Few American lives encapsulate the tumult and triumph of the civil rights movement as much as that of author, educator and radical activist Angela Davis. Her wide range of admirers extends to include Will Smith and Jada Pinkett Smith. A professor at UCLA, an open member of the Communist Party and an associate of the Black Panthers, Davis possessed an incendiary cocktail of attributes that made her the establishment’s worst nightmare: not only was she educated, fiercely intelligent and fearlessly outspoken, she was also a socialist, an African-American and a woman. It’s an understatement to say that not everyone in the U.S. was ready for Angela Davis — and some in fact did their utmost to put her behind bars forever. FREE ANGELA & ALL POLITICAL PRISONERS is the gripping story of how Davis became an international icon of social revolution and progressive politics.

Built around new interviews with Davis, the film recounts her Alabama upbringing, her studies in the U.S. and Europe, and the start of her academic career in the philosophy department at UCLA, where she quickly drew fire for her membership in the CP — which then-governor Ronald Reagan publicly labelled a “provocation.” (Reagan would later amend this, claiming that what really irked him was Davis’ “unprofessionalism.”) A campaign began to have Davis banned from teaching anywhere in the state. She began receiving death threats, which led her to purchase her first firearm.

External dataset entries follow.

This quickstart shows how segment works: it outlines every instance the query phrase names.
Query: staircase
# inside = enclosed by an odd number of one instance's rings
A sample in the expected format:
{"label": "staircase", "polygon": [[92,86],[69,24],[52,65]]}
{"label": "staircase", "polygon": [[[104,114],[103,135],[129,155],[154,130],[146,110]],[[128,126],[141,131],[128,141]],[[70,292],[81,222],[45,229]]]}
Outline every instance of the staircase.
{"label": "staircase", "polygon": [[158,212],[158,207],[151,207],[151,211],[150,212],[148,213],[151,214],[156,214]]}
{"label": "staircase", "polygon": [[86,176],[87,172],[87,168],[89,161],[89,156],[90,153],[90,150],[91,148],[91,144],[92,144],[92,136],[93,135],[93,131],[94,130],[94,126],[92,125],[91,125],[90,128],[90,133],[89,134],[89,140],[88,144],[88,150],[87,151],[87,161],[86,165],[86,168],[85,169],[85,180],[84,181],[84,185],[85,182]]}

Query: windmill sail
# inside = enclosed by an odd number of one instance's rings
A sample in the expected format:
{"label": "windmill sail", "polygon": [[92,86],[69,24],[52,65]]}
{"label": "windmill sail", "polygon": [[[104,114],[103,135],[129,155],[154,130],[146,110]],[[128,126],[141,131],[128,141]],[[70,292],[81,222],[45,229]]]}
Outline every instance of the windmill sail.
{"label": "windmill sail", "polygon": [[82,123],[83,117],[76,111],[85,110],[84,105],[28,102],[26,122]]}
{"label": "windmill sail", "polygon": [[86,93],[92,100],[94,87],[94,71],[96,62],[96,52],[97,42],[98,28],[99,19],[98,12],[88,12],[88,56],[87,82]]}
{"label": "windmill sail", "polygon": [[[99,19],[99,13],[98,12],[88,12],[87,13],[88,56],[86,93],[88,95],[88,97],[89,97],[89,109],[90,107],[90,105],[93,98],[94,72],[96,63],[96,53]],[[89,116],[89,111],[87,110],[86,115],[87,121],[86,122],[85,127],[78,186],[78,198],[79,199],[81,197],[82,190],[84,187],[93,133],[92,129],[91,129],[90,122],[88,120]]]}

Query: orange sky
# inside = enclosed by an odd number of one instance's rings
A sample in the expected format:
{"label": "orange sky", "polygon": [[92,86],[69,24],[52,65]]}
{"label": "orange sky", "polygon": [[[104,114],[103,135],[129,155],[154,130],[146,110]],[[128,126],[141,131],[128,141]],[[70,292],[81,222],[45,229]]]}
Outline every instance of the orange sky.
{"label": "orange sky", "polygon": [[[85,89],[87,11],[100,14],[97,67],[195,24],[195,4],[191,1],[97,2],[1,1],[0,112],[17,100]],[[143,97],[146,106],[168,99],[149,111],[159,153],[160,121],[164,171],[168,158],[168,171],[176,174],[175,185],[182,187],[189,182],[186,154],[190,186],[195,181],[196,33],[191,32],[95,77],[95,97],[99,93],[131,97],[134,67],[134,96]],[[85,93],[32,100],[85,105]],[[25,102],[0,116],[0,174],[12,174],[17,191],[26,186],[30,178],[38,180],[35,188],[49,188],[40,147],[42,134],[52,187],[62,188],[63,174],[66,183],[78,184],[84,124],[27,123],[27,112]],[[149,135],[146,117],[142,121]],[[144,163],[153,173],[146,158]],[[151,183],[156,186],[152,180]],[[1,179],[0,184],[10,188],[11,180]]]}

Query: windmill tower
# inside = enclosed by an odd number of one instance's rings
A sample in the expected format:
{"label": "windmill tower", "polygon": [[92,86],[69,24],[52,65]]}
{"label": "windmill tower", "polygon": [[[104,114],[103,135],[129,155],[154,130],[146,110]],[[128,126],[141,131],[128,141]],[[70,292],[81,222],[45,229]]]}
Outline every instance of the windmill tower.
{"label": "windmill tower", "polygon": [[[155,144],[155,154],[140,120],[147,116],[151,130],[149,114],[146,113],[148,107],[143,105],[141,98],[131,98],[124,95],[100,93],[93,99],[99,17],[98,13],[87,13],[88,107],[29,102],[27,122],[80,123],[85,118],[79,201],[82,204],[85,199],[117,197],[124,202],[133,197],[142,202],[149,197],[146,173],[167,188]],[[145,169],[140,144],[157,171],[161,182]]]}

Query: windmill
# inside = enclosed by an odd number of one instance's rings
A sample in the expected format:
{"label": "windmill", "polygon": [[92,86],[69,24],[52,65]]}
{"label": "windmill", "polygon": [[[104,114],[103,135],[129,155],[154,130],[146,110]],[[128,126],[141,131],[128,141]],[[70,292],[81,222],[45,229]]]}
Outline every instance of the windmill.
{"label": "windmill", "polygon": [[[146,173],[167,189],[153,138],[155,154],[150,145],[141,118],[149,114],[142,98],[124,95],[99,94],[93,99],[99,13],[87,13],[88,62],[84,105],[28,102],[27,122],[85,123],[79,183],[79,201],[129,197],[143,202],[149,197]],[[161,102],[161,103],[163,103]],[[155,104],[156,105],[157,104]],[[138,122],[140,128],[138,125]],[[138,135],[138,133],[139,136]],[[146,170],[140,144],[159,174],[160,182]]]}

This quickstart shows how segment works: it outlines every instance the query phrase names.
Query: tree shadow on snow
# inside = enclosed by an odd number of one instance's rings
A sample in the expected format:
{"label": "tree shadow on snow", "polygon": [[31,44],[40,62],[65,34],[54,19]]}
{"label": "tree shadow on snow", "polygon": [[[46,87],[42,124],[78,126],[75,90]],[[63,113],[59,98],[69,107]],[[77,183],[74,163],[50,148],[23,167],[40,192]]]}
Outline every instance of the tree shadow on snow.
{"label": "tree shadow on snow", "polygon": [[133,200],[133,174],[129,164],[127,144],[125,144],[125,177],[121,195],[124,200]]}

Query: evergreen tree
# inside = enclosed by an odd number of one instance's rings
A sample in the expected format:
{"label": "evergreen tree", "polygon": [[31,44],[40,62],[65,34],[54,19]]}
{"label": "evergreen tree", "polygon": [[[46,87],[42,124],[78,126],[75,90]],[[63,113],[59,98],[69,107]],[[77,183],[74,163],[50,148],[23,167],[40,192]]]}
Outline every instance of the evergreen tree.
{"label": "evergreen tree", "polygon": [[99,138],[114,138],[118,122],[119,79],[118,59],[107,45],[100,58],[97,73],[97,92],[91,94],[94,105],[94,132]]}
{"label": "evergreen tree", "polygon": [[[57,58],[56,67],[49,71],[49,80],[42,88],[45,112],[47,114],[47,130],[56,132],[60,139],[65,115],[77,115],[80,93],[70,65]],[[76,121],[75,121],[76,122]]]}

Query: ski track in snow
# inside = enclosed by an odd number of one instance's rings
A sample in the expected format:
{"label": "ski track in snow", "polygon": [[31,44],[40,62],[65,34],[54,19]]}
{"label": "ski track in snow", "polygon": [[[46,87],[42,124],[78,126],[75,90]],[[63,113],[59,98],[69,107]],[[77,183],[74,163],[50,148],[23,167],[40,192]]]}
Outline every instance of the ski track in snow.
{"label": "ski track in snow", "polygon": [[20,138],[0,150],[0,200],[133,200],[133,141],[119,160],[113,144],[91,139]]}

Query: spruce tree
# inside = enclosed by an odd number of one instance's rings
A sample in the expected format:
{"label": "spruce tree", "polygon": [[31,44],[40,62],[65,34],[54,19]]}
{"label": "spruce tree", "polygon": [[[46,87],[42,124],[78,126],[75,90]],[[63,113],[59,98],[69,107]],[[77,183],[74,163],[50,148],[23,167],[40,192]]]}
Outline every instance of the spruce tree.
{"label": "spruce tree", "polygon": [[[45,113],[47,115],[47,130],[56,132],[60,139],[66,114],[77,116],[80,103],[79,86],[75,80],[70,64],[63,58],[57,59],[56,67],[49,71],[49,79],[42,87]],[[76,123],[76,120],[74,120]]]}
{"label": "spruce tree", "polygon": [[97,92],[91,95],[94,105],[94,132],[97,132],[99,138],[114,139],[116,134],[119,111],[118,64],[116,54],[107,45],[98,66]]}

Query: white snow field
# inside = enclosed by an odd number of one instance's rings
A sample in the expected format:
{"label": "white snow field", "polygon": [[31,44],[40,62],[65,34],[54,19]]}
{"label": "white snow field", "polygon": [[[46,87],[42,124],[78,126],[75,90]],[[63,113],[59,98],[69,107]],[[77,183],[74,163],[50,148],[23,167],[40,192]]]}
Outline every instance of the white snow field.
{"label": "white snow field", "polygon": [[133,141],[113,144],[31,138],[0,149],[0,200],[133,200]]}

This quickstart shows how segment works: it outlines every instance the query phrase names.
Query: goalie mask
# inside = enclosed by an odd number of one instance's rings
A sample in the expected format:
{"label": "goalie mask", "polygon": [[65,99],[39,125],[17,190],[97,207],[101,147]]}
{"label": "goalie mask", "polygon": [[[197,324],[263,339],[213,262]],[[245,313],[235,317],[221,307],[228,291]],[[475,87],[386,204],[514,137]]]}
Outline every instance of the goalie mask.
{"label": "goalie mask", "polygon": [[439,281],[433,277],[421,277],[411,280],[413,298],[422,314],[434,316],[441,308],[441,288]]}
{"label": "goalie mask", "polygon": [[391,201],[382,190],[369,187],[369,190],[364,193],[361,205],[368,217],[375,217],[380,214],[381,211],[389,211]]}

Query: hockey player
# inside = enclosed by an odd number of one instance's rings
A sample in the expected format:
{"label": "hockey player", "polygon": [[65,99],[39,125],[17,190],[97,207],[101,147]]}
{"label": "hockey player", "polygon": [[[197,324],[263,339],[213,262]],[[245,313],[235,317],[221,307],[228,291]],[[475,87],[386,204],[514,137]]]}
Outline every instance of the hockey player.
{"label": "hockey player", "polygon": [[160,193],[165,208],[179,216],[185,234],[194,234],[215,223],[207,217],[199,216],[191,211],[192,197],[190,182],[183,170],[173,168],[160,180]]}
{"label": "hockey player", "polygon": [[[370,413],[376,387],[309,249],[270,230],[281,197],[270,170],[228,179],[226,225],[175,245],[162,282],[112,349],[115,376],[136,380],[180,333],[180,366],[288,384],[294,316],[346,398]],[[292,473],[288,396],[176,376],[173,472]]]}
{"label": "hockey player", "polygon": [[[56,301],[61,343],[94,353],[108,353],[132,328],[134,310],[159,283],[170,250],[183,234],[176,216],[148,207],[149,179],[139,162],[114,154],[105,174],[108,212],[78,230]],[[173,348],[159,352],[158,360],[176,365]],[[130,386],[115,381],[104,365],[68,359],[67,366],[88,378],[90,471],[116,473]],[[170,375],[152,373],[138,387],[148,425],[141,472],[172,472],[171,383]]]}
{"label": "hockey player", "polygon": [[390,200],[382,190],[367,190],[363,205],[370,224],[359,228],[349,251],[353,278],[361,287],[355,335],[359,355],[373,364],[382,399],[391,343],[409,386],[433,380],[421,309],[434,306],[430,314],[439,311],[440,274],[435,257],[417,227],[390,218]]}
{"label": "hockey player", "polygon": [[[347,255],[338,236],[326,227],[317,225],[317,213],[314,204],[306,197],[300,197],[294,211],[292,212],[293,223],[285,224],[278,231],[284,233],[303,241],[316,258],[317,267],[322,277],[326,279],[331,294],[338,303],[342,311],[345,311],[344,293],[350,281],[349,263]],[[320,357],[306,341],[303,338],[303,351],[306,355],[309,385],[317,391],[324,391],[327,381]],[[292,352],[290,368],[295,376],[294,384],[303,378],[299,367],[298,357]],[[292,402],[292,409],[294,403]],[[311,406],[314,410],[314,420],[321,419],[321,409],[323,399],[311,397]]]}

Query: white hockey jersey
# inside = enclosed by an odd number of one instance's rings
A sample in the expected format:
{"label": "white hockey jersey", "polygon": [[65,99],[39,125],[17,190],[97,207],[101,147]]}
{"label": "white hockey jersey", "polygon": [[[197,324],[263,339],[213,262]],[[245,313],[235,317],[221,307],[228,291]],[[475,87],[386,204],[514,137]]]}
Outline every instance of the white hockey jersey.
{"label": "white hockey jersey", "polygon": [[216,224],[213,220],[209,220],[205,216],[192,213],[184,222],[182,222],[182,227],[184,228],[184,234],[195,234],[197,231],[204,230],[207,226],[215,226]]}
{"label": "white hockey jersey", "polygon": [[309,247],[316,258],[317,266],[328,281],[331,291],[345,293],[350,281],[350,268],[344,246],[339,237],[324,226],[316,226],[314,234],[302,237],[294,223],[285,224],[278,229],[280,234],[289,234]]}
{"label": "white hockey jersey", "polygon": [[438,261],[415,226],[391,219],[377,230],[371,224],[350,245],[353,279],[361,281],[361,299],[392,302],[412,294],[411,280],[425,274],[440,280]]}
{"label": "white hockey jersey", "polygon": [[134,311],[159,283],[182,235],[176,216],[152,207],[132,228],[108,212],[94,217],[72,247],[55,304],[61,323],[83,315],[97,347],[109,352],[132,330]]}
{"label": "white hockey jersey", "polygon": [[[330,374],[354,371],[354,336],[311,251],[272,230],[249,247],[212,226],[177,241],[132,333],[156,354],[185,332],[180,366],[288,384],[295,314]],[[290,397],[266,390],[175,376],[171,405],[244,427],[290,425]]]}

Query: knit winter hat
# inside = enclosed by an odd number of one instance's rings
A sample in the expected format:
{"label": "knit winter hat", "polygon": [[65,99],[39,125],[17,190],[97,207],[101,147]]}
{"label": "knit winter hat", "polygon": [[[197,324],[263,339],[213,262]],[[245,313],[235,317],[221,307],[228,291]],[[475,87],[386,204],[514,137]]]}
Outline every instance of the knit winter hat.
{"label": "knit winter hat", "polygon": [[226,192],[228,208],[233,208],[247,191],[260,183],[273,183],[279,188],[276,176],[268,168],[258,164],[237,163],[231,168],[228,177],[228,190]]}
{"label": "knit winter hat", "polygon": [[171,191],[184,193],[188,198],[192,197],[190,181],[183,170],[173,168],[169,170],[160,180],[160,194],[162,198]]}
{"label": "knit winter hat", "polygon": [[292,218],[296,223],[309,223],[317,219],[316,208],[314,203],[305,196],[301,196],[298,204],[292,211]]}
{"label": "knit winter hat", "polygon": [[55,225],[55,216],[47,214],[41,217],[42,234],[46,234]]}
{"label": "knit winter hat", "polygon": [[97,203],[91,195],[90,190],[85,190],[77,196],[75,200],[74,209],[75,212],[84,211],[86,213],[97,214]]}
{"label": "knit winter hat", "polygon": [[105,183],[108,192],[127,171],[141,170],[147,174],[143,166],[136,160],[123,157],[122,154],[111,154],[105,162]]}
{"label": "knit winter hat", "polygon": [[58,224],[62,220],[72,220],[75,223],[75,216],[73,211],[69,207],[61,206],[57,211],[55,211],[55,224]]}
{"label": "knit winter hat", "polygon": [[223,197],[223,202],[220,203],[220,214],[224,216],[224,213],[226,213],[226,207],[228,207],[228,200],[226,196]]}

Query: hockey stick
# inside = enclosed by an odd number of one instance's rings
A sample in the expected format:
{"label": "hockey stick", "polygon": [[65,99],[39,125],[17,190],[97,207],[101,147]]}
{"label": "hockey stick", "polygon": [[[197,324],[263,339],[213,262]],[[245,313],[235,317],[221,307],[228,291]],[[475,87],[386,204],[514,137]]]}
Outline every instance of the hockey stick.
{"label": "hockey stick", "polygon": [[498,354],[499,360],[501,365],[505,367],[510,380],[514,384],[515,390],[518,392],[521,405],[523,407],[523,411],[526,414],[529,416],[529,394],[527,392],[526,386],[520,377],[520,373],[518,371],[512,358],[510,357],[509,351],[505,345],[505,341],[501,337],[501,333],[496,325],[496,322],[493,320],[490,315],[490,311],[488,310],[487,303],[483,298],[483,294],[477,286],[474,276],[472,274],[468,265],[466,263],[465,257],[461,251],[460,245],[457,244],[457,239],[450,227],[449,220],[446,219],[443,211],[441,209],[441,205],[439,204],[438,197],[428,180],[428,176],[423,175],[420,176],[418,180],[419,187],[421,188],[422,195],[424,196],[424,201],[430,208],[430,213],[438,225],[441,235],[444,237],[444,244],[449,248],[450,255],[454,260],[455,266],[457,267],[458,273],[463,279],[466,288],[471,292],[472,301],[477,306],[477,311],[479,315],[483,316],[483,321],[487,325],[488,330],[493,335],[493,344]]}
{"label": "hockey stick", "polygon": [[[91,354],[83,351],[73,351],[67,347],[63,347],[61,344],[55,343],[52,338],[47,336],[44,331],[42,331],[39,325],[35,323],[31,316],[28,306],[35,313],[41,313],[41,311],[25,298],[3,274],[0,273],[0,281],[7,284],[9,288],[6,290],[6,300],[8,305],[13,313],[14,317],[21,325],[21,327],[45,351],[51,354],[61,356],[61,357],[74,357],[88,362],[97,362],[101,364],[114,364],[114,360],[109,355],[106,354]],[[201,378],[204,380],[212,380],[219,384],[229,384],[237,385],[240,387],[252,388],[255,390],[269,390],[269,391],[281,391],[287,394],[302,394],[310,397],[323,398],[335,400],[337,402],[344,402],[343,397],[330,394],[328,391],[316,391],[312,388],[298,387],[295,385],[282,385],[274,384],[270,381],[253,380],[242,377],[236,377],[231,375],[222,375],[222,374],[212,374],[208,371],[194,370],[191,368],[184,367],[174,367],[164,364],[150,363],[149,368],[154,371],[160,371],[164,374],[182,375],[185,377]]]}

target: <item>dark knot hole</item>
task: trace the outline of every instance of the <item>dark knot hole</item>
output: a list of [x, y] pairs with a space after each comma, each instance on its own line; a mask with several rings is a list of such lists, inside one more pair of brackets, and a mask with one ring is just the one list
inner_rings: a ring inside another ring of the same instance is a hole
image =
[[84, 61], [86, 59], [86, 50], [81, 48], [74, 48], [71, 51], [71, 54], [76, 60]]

But Davis’ problems had only just begun: in 1970, she was charged with conspiracy in kidnapping and murder following Jonathan Jackson’s dramatic daylight abduction of Judge Harold Haley from the Marin County courthouse, which ended with Jackson, Haley, and two others dead in a shootout with police. Chronicling Davis’ time in hiding, her eventual arrest and highly publicized trial via archival footage and her own words, this captivating documentary has all the fascination of a crime thriller and a courtroom drama, while touching on contentious issues around racial prejudice, gun control and freedom of speech.